L’altra figura di spicco del gruppo è Pier Luigi Bersani. Come progressiste è certo più attendibile di D’Alema, ma un suo recente scritto, che invoca una svolta nella politica del partito, mostra che anche lui ha subito il contagio dell’ideologia dominante. Buone intenzioni, ma, forse per eccesso di pragmatismo, non si vede una strategia davvero alternativa che miri a cambiare in profondità – almeno come proposito -la situazione attuale.
Infine c’è l’astro nascente Michele Emiliano, destinato con ogni probabilità alla guida del gruppo. E’ un po’ un oggetto misterioso. La linea sull’economia è oggi la discriminante più importante fra conservazione e cambiamento, ma come la pensi Emiliano in proposito non è affatto chiaro, tanto da dare l’impressione che non sia chiaro nemmeno a lui. Non tutti i leader politici devono essere per forza economisti esperti, ma una linea definita sui temi dell’economia bisognerebbe renderla esplicita.
Qualunque sia la prossima evoluzione, il Pd come partito che avrebbe dovuto fare una sintesi del meglio delle tradizioni della sinistra storica e del cattolicesimo democratico è comunque fallito. La lunga strada iniziata dalla Bolognina oggi è arrivata al capolinea.
fonte: http://clericetti.blogautore.repubblica.it/2017/02/19/bolognina-lingotto-leopolda-capolinea/
L’articolo di Clericetti è equilibrato ,diversi riferimenti sono corretti ma credo si possa e si debbano fare anche altre riflessioni. La svolta del PCI è sempre stata collegata alla caduta del muro di Berlino ma in realtà era già netta alcuni anni prima sia per la scelta della Nato che del cambiamento di opinione relativo al progetto di unificazione europea , solo citando i fatti più eclatanti.Il modello sovietico era da qualche decennio oggetto di puntuali contestazioni e le esperienze di governo locale italiano erano completamente diverse.
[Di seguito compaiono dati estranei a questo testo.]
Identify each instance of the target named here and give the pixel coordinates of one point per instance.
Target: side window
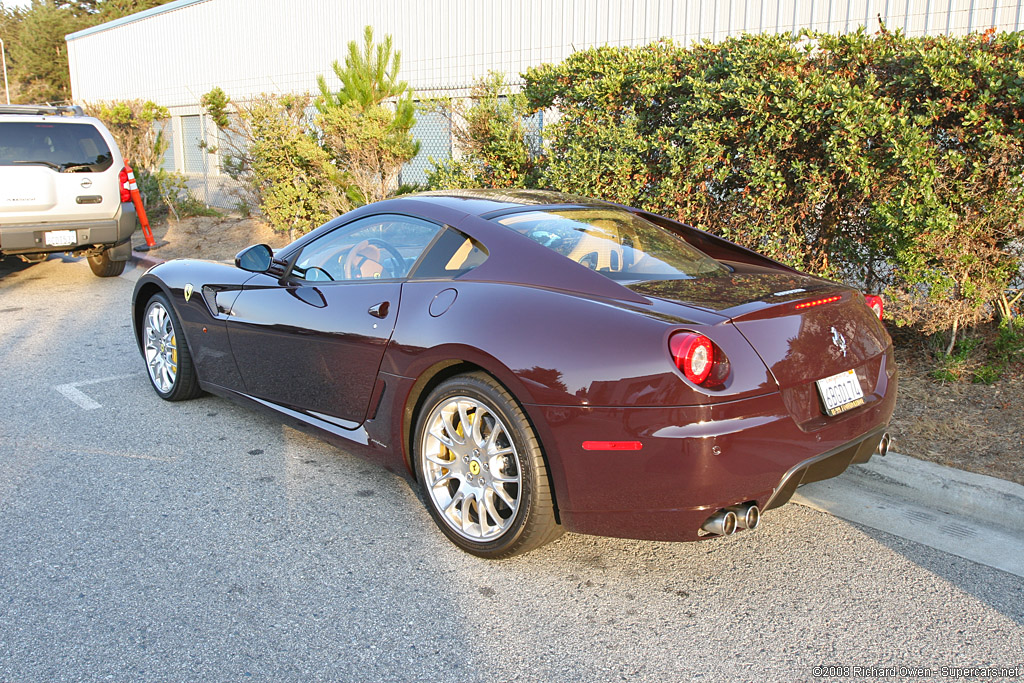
(453, 255)
(374, 248)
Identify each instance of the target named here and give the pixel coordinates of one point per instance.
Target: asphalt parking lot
(141, 540)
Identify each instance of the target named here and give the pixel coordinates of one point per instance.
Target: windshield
(615, 243)
(66, 147)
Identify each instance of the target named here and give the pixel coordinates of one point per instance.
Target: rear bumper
(30, 238)
(696, 460)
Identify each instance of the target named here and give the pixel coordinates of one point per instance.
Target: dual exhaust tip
(727, 520)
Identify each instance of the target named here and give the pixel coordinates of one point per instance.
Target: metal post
(3, 56)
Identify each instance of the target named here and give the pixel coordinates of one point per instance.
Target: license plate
(60, 238)
(841, 392)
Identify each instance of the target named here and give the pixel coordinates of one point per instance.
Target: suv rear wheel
(104, 267)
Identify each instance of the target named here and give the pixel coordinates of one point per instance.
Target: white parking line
(72, 392)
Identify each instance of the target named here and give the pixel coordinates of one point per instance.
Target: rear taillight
(817, 302)
(123, 179)
(698, 358)
(875, 303)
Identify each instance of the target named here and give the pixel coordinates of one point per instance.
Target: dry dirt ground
(975, 427)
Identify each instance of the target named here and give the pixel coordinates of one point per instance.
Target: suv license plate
(841, 392)
(60, 238)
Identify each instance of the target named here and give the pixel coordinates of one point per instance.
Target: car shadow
(10, 265)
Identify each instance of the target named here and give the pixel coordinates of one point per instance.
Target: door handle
(380, 309)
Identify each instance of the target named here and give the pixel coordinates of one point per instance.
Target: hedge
(891, 163)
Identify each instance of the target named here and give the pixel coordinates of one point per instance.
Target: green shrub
(367, 124)
(299, 186)
(894, 164)
(492, 136)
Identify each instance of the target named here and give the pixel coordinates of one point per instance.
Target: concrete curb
(977, 497)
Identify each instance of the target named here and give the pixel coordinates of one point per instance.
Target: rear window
(68, 147)
(615, 243)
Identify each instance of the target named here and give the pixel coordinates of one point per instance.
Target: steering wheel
(368, 250)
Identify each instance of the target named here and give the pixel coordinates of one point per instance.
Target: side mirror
(254, 259)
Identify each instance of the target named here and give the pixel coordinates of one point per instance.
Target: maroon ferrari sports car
(538, 363)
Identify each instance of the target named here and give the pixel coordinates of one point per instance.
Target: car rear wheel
(104, 267)
(167, 358)
(481, 469)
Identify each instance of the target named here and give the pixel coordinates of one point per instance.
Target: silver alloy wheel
(161, 347)
(471, 468)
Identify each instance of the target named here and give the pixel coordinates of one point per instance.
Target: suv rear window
(68, 147)
(615, 243)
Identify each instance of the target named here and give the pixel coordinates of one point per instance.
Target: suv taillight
(875, 303)
(698, 358)
(123, 179)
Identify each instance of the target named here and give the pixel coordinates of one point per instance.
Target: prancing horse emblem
(839, 340)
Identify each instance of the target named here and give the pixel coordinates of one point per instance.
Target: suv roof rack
(42, 110)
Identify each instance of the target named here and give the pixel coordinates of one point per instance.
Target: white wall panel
(253, 46)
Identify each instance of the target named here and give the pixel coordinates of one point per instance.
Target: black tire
(497, 425)
(168, 363)
(102, 265)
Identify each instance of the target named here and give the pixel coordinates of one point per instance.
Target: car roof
(485, 202)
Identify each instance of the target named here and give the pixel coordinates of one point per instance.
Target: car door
(313, 340)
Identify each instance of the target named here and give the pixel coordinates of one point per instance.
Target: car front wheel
(481, 469)
(167, 358)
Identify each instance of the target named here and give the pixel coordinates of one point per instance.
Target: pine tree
(39, 54)
(369, 138)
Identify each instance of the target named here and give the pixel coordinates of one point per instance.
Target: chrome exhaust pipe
(722, 522)
(748, 515)
(884, 444)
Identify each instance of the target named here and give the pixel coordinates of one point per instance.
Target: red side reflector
(875, 303)
(611, 445)
(818, 302)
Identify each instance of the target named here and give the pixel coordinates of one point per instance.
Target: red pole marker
(136, 199)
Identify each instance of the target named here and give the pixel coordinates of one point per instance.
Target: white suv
(62, 187)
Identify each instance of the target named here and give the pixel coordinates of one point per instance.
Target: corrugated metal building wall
(174, 53)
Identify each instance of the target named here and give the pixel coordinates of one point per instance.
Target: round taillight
(695, 355)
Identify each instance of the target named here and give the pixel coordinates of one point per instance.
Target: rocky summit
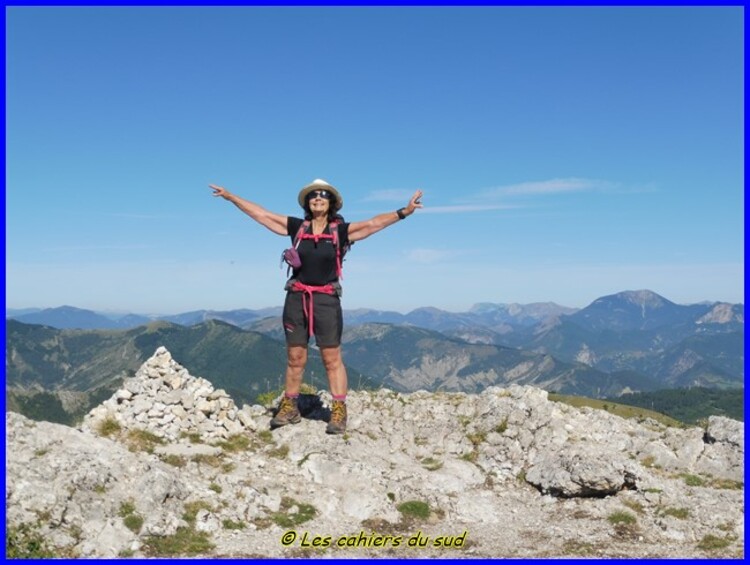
(168, 466)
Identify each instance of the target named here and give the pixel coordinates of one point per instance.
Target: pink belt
(307, 299)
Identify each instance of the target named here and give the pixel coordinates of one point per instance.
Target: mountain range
(628, 342)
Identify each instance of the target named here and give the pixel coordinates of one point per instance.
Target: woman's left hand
(414, 203)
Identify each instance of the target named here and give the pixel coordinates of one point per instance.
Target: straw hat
(320, 184)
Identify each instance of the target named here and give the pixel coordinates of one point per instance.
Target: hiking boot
(288, 413)
(337, 423)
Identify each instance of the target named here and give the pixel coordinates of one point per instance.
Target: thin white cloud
(459, 208)
(429, 256)
(390, 195)
(552, 186)
(137, 216)
(99, 247)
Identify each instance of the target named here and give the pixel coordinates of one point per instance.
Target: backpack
(291, 255)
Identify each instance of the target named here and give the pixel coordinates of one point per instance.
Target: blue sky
(565, 153)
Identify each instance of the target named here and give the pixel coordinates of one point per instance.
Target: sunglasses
(320, 193)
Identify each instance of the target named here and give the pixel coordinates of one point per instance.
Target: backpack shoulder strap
(302, 229)
(333, 228)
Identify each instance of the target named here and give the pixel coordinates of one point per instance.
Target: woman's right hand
(220, 191)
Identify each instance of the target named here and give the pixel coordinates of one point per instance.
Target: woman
(313, 302)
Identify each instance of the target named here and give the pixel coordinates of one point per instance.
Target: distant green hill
(690, 405)
(244, 363)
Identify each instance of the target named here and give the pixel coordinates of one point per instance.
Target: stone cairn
(164, 399)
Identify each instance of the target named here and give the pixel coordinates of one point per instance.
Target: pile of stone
(164, 399)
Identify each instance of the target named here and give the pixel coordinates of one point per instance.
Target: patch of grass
(634, 505)
(191, 509)
(132, 520)
(414, 509)
(232, 525)
(477, 438)
(194, 437)
(431, 464)
(142, 440)
(26, 542)
(174, 460)
(280, 452)
(693, 480)
(621, 517)
(266, 436)
(235, 443)
(108, 426)
(711, 542)
(680, 513)
(292, 513)
(575, 547)
(210, 460)
(185, 541)
(126, 507)
(727, 484)
(726, 526)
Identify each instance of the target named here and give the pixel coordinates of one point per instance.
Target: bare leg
(335, 370)
(295, 368)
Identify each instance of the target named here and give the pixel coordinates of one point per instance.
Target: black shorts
(328, 319)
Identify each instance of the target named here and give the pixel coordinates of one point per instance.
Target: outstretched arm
(361, 230)
(274, 222)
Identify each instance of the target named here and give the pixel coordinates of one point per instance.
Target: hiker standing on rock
(313, 300)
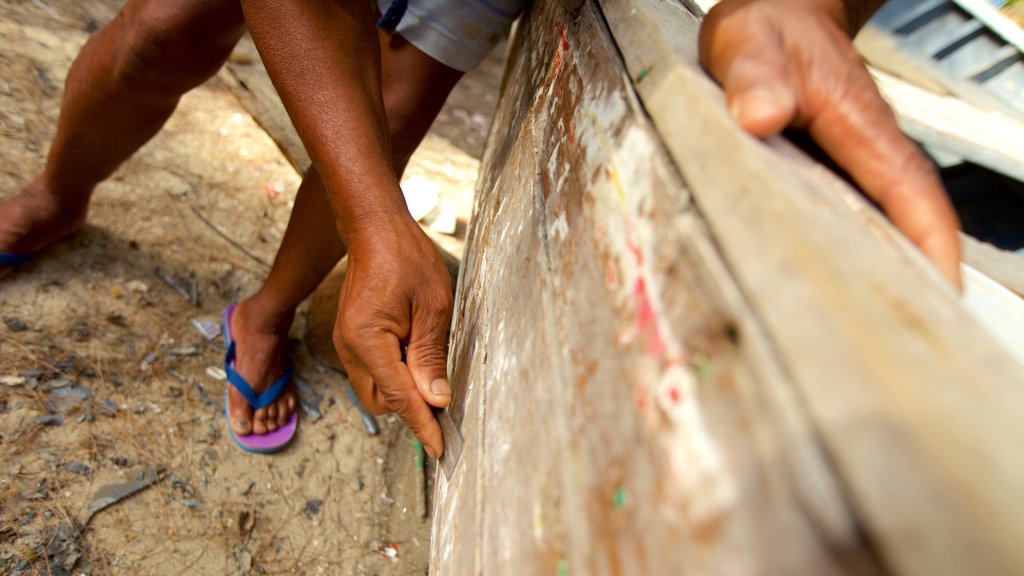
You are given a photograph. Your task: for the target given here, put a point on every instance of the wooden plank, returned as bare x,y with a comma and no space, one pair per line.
984,137
897,377
624,428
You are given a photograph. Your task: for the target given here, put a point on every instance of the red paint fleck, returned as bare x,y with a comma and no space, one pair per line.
636,252
646,322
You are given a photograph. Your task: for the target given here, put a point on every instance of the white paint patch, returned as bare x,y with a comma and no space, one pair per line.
707,487
559,229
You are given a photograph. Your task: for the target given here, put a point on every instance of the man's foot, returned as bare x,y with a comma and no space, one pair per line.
261,358
36,219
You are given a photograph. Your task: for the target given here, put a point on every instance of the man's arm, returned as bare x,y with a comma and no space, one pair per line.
791,63
395,306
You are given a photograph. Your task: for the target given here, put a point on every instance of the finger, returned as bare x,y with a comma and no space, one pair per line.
858,130
358,375
427,356
395,383
364,386
754,73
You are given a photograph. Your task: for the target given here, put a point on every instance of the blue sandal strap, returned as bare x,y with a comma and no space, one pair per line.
269,396
13,259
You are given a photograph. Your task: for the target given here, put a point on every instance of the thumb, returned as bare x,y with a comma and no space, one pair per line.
427,352
755,75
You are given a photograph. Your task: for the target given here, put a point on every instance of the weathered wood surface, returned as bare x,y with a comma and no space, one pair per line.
679,351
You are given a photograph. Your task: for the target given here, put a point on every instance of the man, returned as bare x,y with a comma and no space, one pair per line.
781,63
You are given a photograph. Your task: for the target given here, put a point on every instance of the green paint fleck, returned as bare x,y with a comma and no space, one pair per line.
418,453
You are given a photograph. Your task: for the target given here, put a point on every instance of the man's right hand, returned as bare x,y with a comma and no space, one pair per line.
391,331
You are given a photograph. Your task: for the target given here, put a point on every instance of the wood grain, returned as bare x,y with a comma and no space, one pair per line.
677,350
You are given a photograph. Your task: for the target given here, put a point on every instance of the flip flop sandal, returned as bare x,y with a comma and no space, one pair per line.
259,443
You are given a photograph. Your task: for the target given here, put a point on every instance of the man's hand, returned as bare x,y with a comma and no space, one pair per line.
791,63
396,298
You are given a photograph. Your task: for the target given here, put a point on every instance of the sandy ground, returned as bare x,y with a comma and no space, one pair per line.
103,374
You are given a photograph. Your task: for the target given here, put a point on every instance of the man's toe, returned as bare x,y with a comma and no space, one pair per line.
239,413
285,412
259,421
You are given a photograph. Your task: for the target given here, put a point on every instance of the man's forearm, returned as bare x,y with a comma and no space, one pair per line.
324,59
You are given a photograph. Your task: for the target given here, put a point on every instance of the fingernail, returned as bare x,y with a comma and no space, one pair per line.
759,104
440,387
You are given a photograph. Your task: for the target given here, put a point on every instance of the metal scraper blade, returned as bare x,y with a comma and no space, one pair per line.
453,443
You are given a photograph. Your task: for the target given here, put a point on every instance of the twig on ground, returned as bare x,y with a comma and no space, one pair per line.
221,234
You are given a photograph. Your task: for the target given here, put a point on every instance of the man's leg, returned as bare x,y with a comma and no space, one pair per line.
415,88
120,90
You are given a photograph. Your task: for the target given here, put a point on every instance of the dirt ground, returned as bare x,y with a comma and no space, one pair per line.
104,378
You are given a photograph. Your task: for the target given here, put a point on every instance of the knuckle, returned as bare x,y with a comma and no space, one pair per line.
395,401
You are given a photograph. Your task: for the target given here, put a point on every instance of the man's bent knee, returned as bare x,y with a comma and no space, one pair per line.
171,47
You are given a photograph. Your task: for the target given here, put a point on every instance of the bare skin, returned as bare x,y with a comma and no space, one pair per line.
396,292
781,63
415,87
790,63
51,208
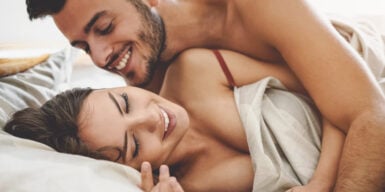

La fine del modello sovietico quindi avrebbe potuto essere utilizzata anche come conferma della diversità italiana, la scelta di Occhetto rappresenta invece la conferma di una scelta verso gli USA come potenza dominante sperando in un loro benestare per l’inserimento ufficiale del PCI nel governo nazionale. La scelta verso il neoliberismo e la subalternità agli USA è stata condivisa da tutti i dirigenti di provenienza comunista che d’allora si sono affermati, Bersani compreso. Senza rimettere in discussione quelle scelte è difficile che la ex sinistra possa ritrovare la strada smarrita.